Department of Computer Science, University of Sharjah, Sharjah, United Arab Emirates.
PeerJ Comput Sci. 2020 Nov 30;6:e321. doi: 10.7717/peerj-cs.321. eCollection 2020.
A popular unsupervised learning method, known as clustering, is extensively used in data mining, machine learning and pattern recognition. The procedure involves grouping of single and distinct points in a group in such a way that they are either similar to each other or dissimilar to points of other clusters. Traditional clustering methods are greatly challenged by the recent massive growth of data.

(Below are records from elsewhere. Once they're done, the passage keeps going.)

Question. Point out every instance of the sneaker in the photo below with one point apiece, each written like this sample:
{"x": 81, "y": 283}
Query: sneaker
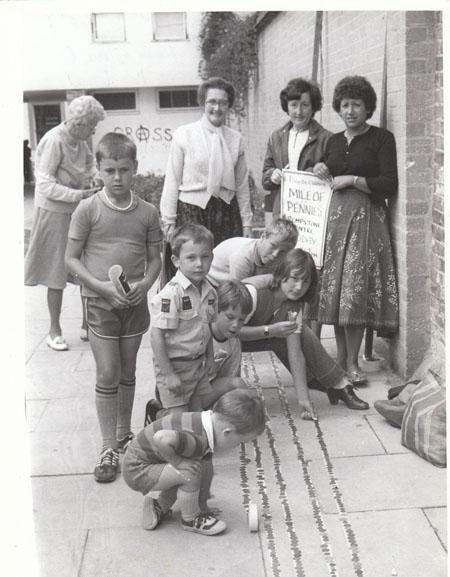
{"x": 56, "y": 343}
{"x": 122, "y": 444}
{"x": 152, "y": 514}
{"x": 107, "y": 466}
{"x": 151, "y": 411}
{"x": 204, "y": 523}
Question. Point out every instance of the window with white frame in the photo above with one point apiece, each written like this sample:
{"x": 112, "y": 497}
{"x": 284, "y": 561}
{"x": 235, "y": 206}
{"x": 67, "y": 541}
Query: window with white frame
{"x": 116, "y": 100}
{"x": 177, "y": 98}
{"x": 108, "y": 27}
{"x": 169, "y": 26}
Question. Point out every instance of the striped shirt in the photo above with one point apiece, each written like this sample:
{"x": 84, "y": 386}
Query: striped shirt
{"x": 194, "y": 438}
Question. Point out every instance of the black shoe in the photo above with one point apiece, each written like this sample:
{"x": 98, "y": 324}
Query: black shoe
{"x": 316, "y": 385}
{"x": 347, "y": 395}
{"x": 151, "y": 411}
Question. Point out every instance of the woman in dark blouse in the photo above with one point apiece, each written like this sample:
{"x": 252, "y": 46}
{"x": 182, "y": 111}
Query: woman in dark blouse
{"x": 359, "y": 287}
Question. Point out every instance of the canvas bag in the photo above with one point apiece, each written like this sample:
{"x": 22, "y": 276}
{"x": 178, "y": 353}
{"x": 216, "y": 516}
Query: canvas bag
{"x": 424, "y": 422}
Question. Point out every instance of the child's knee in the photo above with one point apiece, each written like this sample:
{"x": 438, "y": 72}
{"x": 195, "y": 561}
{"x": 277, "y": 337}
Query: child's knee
{"x": 238, "y": 383}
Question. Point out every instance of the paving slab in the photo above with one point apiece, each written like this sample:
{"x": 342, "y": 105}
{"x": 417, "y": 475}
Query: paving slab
{"x": 399, "y": 540}
{"x": 437, "y": 516}
{"x": 389, "y": 436}
{"x": 335, "y": 497}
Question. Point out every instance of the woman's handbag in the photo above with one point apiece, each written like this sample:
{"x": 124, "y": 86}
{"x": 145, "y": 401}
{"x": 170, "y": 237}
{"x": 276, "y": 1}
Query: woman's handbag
{"x": 424, "y": 422}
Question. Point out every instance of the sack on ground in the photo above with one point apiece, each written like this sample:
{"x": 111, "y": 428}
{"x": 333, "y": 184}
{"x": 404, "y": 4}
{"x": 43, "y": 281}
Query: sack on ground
{"x": 424, "y": 422}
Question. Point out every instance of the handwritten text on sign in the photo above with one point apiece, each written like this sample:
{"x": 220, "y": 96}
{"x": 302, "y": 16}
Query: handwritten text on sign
{"x": 305, "y": 199}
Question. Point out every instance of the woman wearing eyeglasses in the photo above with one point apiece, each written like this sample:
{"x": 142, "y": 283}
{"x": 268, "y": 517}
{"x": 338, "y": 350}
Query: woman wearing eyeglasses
{"x": 207, "y": 177}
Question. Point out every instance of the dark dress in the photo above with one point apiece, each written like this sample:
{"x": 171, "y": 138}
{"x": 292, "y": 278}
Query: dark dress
{"x": 358, "y": 285}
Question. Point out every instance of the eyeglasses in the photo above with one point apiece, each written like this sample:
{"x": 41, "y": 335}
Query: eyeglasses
{"x": 219, "y": 103}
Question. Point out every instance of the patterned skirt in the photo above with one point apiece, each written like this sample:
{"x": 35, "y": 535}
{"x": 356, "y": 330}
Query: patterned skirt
{"x": 222, "y": 219}
{"x": 358, "y": 280}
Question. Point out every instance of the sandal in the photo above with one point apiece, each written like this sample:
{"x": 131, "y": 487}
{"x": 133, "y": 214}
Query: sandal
{"x": 357, "y": 378}
{"x": 56, "y": 343}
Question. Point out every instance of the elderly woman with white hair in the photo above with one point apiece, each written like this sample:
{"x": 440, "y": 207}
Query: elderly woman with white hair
{"x": 64, "y": 171}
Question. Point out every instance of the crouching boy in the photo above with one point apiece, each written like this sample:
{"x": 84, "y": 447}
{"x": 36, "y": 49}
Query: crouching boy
{"x": 171, "y": 453}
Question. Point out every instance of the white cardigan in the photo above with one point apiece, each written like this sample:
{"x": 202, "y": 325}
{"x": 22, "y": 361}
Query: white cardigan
{"x": 187, "y": 171}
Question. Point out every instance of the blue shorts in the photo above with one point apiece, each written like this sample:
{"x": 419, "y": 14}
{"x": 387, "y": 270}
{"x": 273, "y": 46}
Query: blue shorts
{"x": 109, "y": 323}
{"x": 194, "y": 376}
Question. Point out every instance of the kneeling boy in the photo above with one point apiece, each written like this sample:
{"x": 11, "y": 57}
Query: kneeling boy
{"x": 171, "y": 452}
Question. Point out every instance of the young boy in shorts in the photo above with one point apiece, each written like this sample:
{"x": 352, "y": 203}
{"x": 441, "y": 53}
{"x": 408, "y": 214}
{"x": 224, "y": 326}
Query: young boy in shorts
{"x": 239, "y": 257}
{"x": 181, "y": 314}
{"x": 234, "y": 304}
{"x": 115, "y": 227}
{"x": 168, "y": 456}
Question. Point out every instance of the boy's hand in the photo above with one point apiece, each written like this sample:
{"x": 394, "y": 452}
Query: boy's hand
{"x": 138, "y": 292}
{"x": 115, "y": 299}
{"x": 321, "y": 170}
{"x": 283, "y": 329}
{"x": 189, "y": 468}
{"x": 276, "y": 175}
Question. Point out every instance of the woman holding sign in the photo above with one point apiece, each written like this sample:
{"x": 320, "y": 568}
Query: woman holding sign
{"x": 359, "y": 287}
{"x": 298, "y": 144}
{"x": 206, "y": 179}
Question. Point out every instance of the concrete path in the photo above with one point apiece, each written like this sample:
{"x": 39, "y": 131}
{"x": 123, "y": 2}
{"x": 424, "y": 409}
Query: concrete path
{"x": 340, "y": 496}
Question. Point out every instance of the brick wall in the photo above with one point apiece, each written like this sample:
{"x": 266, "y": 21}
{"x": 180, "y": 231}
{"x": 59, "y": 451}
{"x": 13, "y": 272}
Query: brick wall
{"x": 437, "y": 242}
{"x": 354, "y": 43}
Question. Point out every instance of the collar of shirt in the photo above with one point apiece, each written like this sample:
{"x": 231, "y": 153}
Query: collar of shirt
{"x": 185, "y": 283}
{"x": 207, "y": 425}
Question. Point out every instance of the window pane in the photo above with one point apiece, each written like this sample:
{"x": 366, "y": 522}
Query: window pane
{"x": 164, "y": 99}
{"x": 169, "y": 25}
{"x": 109, "y": 27}
{"x": 178, "y": 98}
{"x": 116, "y": 100}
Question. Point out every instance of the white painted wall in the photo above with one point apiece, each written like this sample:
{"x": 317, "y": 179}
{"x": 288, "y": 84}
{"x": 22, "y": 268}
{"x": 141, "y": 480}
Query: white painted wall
{"x": 151, "y": 129}
{"x": 58, "y": 53}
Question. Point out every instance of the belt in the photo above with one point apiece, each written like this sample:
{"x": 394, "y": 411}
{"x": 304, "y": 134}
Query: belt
{"x": 187, "y": 358}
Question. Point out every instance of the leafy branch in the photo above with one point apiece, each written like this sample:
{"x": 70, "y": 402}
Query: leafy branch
{"x": 228, "y": 46}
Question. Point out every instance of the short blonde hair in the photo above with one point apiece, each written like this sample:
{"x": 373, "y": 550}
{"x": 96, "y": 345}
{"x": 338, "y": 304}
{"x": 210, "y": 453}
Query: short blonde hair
{"x": 86, "y": 108}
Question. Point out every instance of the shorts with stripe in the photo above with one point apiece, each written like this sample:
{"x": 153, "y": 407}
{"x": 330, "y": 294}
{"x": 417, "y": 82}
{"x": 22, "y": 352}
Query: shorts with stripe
{"x": 110, "y": 323}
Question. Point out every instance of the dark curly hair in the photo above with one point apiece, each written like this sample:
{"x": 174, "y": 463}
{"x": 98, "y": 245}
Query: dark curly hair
{"x": 215, "y": 82}
{"x": 296, "y": 259}
{"x": 357, "y": 87}
{"x": 294, "y": 90}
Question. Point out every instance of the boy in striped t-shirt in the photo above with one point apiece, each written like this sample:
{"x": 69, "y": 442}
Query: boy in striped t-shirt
{"x": 171, "y": 453}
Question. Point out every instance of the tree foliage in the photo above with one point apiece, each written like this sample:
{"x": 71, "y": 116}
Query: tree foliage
{"x": 228, "y": 47}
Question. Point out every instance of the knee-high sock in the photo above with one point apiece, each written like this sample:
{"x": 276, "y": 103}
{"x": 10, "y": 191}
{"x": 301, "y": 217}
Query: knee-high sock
{"x": 188, "y": 502}
{"x": 167, "y": 498}
{"x": 125, "y": 406}
{"x": 106, "y": 405}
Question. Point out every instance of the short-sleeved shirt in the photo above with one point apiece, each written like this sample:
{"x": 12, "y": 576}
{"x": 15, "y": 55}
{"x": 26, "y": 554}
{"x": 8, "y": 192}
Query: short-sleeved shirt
{"x": 195, "y": 437}
{"x": 236, "y": 258}
{"x": 184, "y": 312}
{"x": 227, "y": 358}
{"x": 112, "y": 236}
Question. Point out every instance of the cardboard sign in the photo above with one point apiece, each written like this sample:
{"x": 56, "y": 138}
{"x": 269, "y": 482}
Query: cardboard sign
{"x": 305, "y": 199}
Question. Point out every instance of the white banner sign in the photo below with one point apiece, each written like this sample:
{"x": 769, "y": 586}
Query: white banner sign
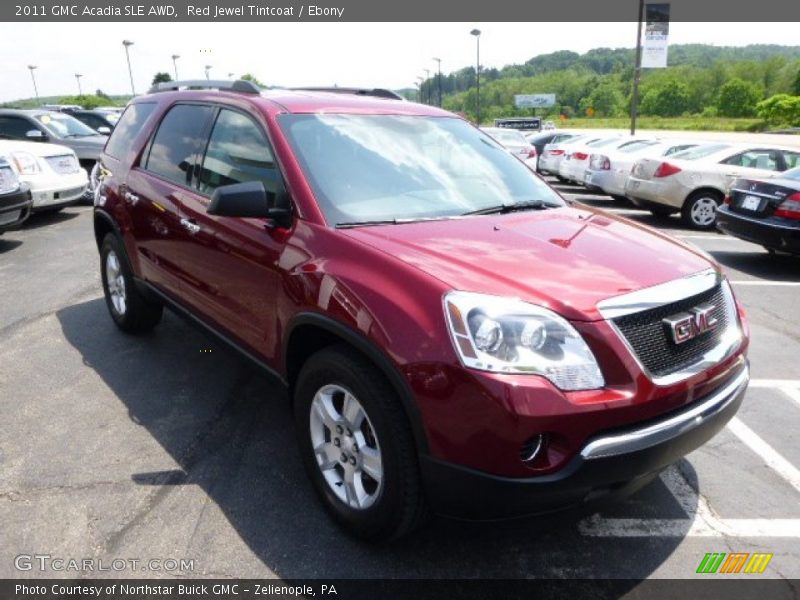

Therefore, several research works proposed novel designs for clustering methods that leverage the benefits of Big Data platforms, such as Apache Spark, which is designed for fast and distributed massive data processing. However, Spark-based clustering research is still in its early days. In this systematic survey, we investigate the existing Spark-based clustering methods in terms of their support to the characteristics Big Data. Moreover, we propose a new taxonomy for the Spark-based clustering methods. To the best of our knowledge, no survey has been conducted on Spark-based clustering of Big Data. Therefore, this survey aims to present a comprehensive summary of the previous studies in the field of Big Data clustering using Apache Spark during the span of 2010-2020. This survey also highlights the new research directions in the field of clustering massive data.
一种广为人知的无监督学习方法——聚类,在数据挖掘、机器学习和模式识别中被广泛使用。该过程涉及将单个且不同的点分组到一个组中,使得它们彼此相似或与其他簇中的点不同。传统的聚类方法受到近期数据大量增长的巨大挑战。因此,一些研究工作提出了新颖的聚类方法设计,利用大数据平台(如为快速分布式海量数据处理而设计的Apache Spark)的优势。然而,基于Spark的聚类研究仍处于早期阶段。在这项系统综述中,我们从对大数据特征的支持方面研究了现有的基于Spark的聚类方法。此外,我们为基于Spark的聚类方法提出了一种新的分类法。据我们所知,尚未对基于Spark的大数据聚类进行过综述。因此,本综述旨在全面总结2010年至2020年期间使用Apache Spark进行大数据聚类领域的先前研究。本综述还突出了海量数据聚类领域的新研究方向。